One of my favorite things that we’ve started with our family are Family Movie Nights. It started with Michael’s love of homemade pizza, and has evolved over the years into a full blown tradition.

Every Friday night we have pizza (homemade when Michael is home, takeout when he’s not), eat in the family room, and watch a movie. This basic set up has been going on for years, since before we had kids! But last summer Jennifer Borget and her daughter Jayda created the Movie Night Journal, and it has upped our Family Movie Night game!

Using the journal, we created some rules and a rotation for who gets to pick the movie each week. We also love recording our thoughts about each movie we see.
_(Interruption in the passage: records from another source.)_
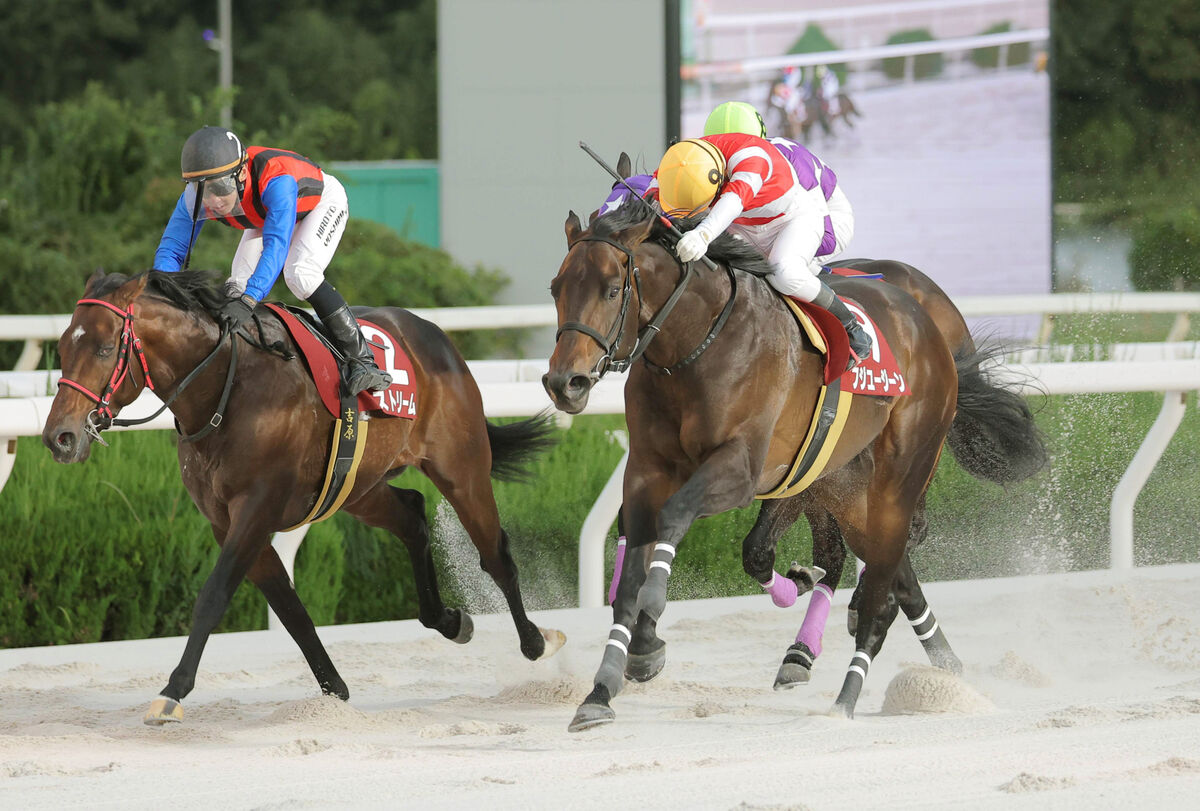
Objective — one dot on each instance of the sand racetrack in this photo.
(1080, 691)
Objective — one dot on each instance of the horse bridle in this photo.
(610, 343)
(102, 416)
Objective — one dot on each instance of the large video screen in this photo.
(934, 114)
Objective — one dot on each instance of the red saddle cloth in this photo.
(879, 373)
(399, 400)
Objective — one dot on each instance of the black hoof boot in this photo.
(797, 667)
(643, 667)
(593, 712)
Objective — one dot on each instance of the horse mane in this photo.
(725, 248)
(191, 290)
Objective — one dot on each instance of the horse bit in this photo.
(102, 416)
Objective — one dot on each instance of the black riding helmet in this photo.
(215, 156)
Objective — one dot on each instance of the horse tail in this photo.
(994, 436)
(516, 444)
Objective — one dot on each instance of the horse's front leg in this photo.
(240, 547)
(759, 552)
(721, 482)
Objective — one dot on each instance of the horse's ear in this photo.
(96, 275)
(573, 228)
(636, 234)
(624, 166)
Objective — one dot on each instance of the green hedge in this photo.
(925, 65)
(1018, 52)
(113, 548)
(1165, 252)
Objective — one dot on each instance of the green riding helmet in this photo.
(735, 116)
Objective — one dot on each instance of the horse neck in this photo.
(175, 342)
(694, 313)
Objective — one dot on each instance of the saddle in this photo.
(876, 376)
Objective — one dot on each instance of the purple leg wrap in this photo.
(781, 590)
(616, 569)
(813, 628)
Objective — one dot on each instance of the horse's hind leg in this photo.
(829, 553)
(924, 624)
(402, 514)
(240, 547)
(271, 578)
(472, 498)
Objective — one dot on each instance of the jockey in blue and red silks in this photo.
(292, 216)
(837, 229)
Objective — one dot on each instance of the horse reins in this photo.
(102, 416)
(610, 343)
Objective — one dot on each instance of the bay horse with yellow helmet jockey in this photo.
(718, 430)
(750, 190)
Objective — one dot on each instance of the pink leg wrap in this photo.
(813, 628)
(616, 569)
(781, 590)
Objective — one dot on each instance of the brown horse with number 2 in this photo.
(724, 426)
(261, 469)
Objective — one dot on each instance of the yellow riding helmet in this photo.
(690, 174)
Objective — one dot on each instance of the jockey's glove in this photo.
(694, 244)
(235, 312)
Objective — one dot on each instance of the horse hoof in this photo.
(643, 667)
(791, 676)
(555, 640)
(947, 661)
(797, 667)
(163, 710)
(336, 690)
(804, 577)
(466, 628)
(591, 715)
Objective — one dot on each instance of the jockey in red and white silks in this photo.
(761, 200)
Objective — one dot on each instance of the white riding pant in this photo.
(843, 218)
(791, 242)
(312, 247)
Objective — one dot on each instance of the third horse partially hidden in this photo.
(725, 424)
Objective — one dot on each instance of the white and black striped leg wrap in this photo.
(859, 664)
(925, 625)
(612, 666)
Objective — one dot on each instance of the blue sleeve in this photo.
(280, 199)
(174, 242)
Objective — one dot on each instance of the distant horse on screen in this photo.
(725, 424)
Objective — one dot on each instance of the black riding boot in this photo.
(859, 342)
(343, 331)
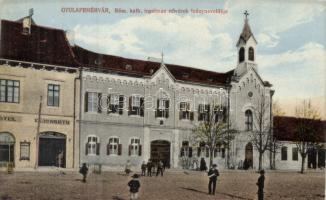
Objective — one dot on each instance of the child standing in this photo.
(83, 170)
(143, 169)
(134, 185)
(260, 184)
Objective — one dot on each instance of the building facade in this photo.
(39, 95)
(138, 110)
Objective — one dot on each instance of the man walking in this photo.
(149, 168)
(159, 168)
(212, 174)
(260, 184)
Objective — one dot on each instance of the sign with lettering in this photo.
(53, 121)
(10, 118)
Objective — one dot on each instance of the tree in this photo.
(213, 130)
(261, 136)
(305, 135)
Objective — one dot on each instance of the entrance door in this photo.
(160, 150)
(52, 149)
(7, 146)
(248, 162)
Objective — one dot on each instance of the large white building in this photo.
(138, 110)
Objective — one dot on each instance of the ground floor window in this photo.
(24, 150)
(93, 145)
(7, 145)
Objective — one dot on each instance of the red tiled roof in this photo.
(98, 61)
(44, 45)
(285, 127)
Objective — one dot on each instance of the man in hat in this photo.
(134, 186)
(212, 174)
(260, 184)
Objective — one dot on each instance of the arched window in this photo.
(93, 145)
(284, 153)
(114, 147)
(241, 54)
(134, 147)
(251, 54)
(248, 115)
(186, 150)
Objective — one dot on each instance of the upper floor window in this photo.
(251, 54)
(53, 95)
(114, 147)
(162, 108)
(284, 153)
(241, 54)
(93, 145)
(203, 112)
(9, 91)
(134, 147)
(185, 112)
(249, 120)
(186, 150)
(295, 153)
(115, 103)
(136, 105)
(92, 102)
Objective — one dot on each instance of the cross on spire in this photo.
(246, 13)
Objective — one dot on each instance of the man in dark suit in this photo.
(260, 184)
(212, 174)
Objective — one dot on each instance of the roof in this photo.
(246, 33)
(285, 128)
(127, 66)
(43, 45)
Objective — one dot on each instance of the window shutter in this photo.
(142, 106)
(130, 108)
(190, 152)
(99, 107)
(121, 101)
(167, 106)
(108, 149)
(215, 152)
(109, 110)
(139, 150)
(207, 152)
(119, 149)
(191, 116)
(97, 148)
(86, 102)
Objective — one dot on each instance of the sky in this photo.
(291, 37)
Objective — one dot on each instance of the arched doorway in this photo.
(7, 148)
(160, 150)
(52, 149)
(248, 162)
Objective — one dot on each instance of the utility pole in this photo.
(38, 132)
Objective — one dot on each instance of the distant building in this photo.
(288, 156)
(129, 109)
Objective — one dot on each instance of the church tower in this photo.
(246, 47)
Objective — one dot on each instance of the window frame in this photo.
(249, 120)
(15, 89)
(53, 96)
(115, 142)
(92, 145)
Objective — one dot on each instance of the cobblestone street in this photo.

One of my favorite parts of Family Movie Night is the rule ‘We don’t watch the same movie two picks in a row.’ In our family, we rotate through all the members of the family (Yes, even Jr!) so each person gets (roughly) one pick per month. By not allowing the same movie to be picked twice, we have at least 2 months between rewatches. Which is saying something when you have preschoolers who like to rewatch the same thing over and over.

I love having these weekly family traditions, in addition to our holiday or birthday traditions because it gives us some dedicated family time every week. It can be hard as schedules pick up; sports, clubs, friends. All add to the chaos of making dedicated family time. If movies aren’t your thing, do a game night, go hiking, whatever activity that your family loves to do together. Do it! And make the time for it weekly.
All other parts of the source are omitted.